Zum Hauptinhalt springen

Post: Ein Streit, aber keine Krise

Von Walter Hämmerle

Analysen

Faymann und Pröll sehen die Koalition nicht gefährdet. | Paierl: Die Politik hat versagt. | Androsch: Der Staat muss zahlen. | Wien. In der Politik ist es wie im Theater: Aus der ersten Reihe schaut die Welt mitunter ganz anders aus. Das gilt derzeit ganz besonders für die Debatten rund um die Post.


Hinweis: Der Inhalt dieser Seite wurde vor 16 Jahren in der Wiener Zeitung veröffentlicht. Hier geht's zu unseren neuen Inhalten.

SPÖ-Chef Werner Faymann lädt die Schuld für die Malaise auf die Schultern von Management und Finanzminister Wilhelm Molterer. Letzterer habe viel zu lange alleine gehandelt, statt eine gemeinsame Strategie zu entwickeln, wie die Post auf die Liberalisierung vorbereitet werden könne.

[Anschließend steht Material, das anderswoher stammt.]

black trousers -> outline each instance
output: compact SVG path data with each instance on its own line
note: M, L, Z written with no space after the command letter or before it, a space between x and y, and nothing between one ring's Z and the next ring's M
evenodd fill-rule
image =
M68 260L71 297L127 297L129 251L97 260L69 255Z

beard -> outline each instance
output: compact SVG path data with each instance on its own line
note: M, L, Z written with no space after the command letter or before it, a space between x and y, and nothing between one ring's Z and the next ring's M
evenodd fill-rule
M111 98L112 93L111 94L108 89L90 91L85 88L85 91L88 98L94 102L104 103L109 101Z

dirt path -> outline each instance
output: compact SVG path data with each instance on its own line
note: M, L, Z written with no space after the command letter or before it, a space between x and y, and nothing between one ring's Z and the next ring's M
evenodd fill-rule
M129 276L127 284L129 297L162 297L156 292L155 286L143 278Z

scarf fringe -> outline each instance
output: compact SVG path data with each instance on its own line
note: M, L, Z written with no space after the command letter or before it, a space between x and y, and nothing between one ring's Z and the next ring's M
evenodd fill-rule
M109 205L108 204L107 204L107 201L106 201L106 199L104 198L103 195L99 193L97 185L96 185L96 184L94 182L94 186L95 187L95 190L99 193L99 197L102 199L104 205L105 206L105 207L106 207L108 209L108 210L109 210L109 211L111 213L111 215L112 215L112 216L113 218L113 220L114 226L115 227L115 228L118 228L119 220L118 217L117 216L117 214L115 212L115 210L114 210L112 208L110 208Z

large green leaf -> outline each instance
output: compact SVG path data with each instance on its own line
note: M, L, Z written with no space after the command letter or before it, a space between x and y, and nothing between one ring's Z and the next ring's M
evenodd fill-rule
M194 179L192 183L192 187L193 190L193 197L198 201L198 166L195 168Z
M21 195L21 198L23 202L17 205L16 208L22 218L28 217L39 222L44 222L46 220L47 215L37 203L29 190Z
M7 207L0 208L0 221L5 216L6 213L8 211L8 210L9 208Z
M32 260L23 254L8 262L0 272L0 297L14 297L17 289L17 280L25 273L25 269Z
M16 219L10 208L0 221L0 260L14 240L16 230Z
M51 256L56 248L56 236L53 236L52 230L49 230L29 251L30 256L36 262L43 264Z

Dass er im Gegenzug nun im Alleingang allfälligen Filialschließungen per Änderung der Universaldienstverordnung einen Riegel vorschob, rechtfertigte Faymann damit, dass es ja noch keine Regierung gebe. Hartnäckige Nachfragen nach der weiteren Vorgangsweise wies der Infrastrukturminister weg: "Da müssen Sie den Finanzminister fragen." Eines steht zumindest schon fest: An der Liberalisierung will auch Faymann nicht rütteln, der Rahmen, in dem sich die Post ab 2011 zu bewegen habe, "ist der liberalisierte Markt".

Faymanns Alleingang stößt wiederum der ÖVP sauer auf - "damit wird das Problem nur auf die lange Bank geschoben", erklärt ÖVP-Obmann Josef Pröll. Aber auch er will keinesfalls an der Versorgungsgarantie für ganz Österreich rütteln, diese gelte es vielmehr sicherzustellen. Zumindest in einem Punkt sind sich SPÖ und ÖVP einig: Keine der beiden ist gewillt, den Streit zur Koalitionsfrage hochzustilisieren.

Einen anderen Blick auf die Vorgänge hat Herbert Paierl, ehemals steirischer Wirtschaftslandesrat und nunmehr Präsident des Managementclubs. Er geht mit beiden Parteien hart ins Gericht und wirft ihnen "politische Versäumnisse" vor: Immerhin seien die Herausforderungen längst bekannt, weshalb "es auch einer werdenden Regierung nicht gut ansteht, dass sie sich so verhält, als ob sie gerade auf die Welt gekommen wäre". Dagegen gehöre es zur Aufgabe des Managements, sich auf Entwicklungen vorzubereiten.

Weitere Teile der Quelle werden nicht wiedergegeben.